Because newer preparations are available that are less likely to cause allergic reactions, the use of IV iron has become more popular in clinical medicine and relevant to obstetric providers in prenatal care. Pregnancy is a state in which increased iron is required (approximately 1,000 mg) to support the increase in red blood cell mass, fetal and placental growth, and blood loss at delivery.2 Therefore, pregnant women routinely are screened for anemia. The first-line therapy for iron-deficiency anemia in pregnancy is, of course, oral iron supplementation, above the amount available in a prenatal vitamin. However, gastrointestinal side effects often limit adherence to oral iron. New guidelines actually recommend administering oral iron every other day to increase absorption and limit side effects.2
Among prenatal patients who are anemic as the result of iron deficiency and cannot tolerate oral iron or are unable to raise hemoglobin levels with oral iron, IV iron is an effective option that typically is given in the third trimester. In contrast to other clinical states, during pregnancy there is a limited period of time available to raise hemoglobin levels prior to delivery. Intravenous iron actually has been shown to raise hemoglobin and ferritin levels faster and to a greater extent compared to oral iron.2 The logistics of administering IV iron are more complex than oral iron, but most infusion centers are able to accommodate this. In my institution, we are referring pregnant women with anemia and low ferritin levels who are not responding to oral iron for IV iron more commonly than in the past, without a hematology consultation. Different IV iron formulations are available and often are dictated by the formulation covered by the patient’s insurance.
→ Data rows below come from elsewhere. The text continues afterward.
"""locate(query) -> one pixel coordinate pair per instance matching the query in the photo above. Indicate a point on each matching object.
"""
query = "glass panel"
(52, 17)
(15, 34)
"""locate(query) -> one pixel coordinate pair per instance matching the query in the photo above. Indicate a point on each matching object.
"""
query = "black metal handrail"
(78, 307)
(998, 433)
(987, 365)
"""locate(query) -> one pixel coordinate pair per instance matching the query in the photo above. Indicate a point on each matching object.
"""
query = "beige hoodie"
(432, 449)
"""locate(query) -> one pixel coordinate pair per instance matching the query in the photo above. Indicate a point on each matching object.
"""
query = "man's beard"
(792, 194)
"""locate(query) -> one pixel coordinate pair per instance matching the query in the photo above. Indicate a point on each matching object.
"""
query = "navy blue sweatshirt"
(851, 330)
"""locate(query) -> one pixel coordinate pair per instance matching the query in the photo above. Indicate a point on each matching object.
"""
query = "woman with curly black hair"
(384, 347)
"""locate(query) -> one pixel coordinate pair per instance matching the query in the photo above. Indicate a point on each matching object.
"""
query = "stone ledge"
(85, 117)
Although IV iron theoretically may increase the risk of infection, there are so many variables that come into play in any clinical scenario, it would be difficult to assign a cause-and-effect relationship. The recent Clinical Expert Series on Iron Deficiency Anemia in Pregnancy published in Obstetrics and Gynecology did not mention the risk of infection at all.2 Furthermore, the risks of not treating anemia in pregnancy with the anticipated delivery blood loss must be balanced against the slight theoretical risk of infection. Most experts believe any increased risk is negligible and would only withhold IV iron for a patient with an active infection. Therefore, this would not apply to the vast majority of prenatal patients. In conclusion, this systematic review and meta-analysis will not change my clinical practice.
REFERENCES
- Youssef LA, Spitalnik SL. Iron: A double-edged sword. Transfusion 2017;57:2293-2297.
- James AH. Iron deficiency anemia in pregnancy. Obstet Gynecol 2021;138:663-674.